And there is a surprising list of libertarians and conservatives, including
William F. Buckley and Nobel laureate economist Milton Friedman, who advocate
the legalization or decriminalization of drugs.

Another Nobel laureate, Gary S. Becker, professor of economics at the
University of Chicago, told me: "[Legalization] would certainly save a lot of
resources for society. We could tax drug use so it could even lead to
government revenue. ... We would be able to able to greatly cut the number of
people in prison, which would save resources for state and local government."

But the cost of drug abuse goes well beyond the expense to control supply and
demand. Drug users cost the country $160 billion each year in lost
productivity. Parental substance abuse is responsible for $10 billion of the
$14 billion spent nationally each year on child welfare costs. And drugs are
involved in seven out of every 10 cases of child abuse and neglect.

Pete Wilson, the former governor of California, is a strong opponent of drug
legalization. Wilson says the problem that advocates of legalization fail to
acknowledge is that drugs are addictive in nature and are therefore not just
another commodity.

"Drugs did not become viewed as bad because they are illegal," Wilson says.
"Rather, they became illegal because they are clearly bad."

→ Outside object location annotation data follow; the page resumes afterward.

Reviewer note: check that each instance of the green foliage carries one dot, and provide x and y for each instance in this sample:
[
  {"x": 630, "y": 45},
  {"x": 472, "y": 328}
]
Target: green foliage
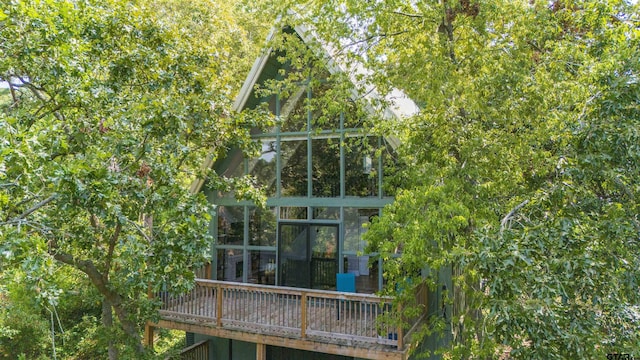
[
  {"x": 115, "y": 106},
  {"x": 521, "y": 170}
]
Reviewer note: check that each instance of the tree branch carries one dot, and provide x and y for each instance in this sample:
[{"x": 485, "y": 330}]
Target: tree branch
[
  {"x": 112, "y": 245},
  {"x": 505, "y": 220},
  {"x": 29, "y": 211}
]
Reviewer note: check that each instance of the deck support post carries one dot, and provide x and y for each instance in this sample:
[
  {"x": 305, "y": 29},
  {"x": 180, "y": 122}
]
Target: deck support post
[
  {"x": 303, "y": 315},
  {"x": 219, "y": 291},
  {"x": 400, "y": 325},
  {"x": 261, "y": 351},
  {"x": 148, "y": 335}
]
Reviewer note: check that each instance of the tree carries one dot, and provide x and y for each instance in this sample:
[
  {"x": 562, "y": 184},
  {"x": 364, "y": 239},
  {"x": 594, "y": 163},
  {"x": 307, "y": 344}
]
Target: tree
[
  {"x": 113, "y": 106},
  {"x": 521, "y": 171}
]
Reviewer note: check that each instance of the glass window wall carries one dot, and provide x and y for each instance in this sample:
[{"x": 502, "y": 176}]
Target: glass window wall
[
  {"x": 230, "y": 265},
  {"x": 262, "y": 226},
  {"x": 294, "y": 168},
  {"x": 263, "y": 168},
  {"x": 326, "y": 167},
  {"x": 230, "y": 225}
]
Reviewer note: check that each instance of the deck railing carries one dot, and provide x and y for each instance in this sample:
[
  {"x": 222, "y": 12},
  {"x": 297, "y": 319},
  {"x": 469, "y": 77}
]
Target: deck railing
[{"x": 303, "y": 313}]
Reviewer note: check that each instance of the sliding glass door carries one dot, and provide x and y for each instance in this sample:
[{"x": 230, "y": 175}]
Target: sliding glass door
[{"x": 308, "y": 255}]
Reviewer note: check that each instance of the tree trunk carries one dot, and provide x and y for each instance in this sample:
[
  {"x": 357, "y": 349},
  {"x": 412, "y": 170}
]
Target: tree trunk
[
  {"x": 107, "y": 322},
  {"x": 113, "y": 299}
]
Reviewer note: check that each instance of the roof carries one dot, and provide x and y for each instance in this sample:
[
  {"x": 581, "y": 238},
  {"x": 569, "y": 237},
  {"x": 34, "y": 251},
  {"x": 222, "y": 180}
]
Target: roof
[{"x": 399, "y": 104}]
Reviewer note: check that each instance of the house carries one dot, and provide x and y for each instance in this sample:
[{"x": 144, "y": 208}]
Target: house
[{"x": 294, "y": 279}]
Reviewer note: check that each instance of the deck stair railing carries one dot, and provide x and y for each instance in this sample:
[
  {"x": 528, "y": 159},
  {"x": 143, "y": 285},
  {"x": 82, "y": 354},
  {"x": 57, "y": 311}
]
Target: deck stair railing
[{"x": 285, "y": 311}]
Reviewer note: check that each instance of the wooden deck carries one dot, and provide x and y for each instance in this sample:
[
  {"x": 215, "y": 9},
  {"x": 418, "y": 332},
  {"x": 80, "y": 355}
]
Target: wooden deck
[{"x": 331, "y": 322}]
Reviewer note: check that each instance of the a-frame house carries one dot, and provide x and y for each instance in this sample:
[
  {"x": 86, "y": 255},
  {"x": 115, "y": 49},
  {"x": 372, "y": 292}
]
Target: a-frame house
[{"x": 294, "y": 279}]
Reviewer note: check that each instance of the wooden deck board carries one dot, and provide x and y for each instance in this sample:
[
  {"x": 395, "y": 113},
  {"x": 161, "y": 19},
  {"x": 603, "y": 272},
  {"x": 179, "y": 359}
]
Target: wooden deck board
[{"x": 337, "y": 323}]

Although the war on drugs certainly has not captured the American public's
attention to the extent that it should, there has been success in efforts to
curb drug use and supply.

According to the University of Michigan's "Monitoring the Future" study, the
percentage of high school seniors who reported using any drug within the past
month decreased from 39 percent in 1978 to 26 percent in 2001. There are a
total of 9 million fewer drug users in America now than there were in 1979. And
coca cultivation was 15 percent lower in Colombia in 2002, due to the combined
efforts of the U.S. and Colombian governments.

Drug czar John Walters, director of the Office of National Drug Control Policy,
is optimistic about the war on drugs. "We have to remember that, since we got
serious in the '80s, overall drug use is half of what it was -- and that's
progress," Walters told me last week.

I would say that is quite a lot of progress. But the job is only half done.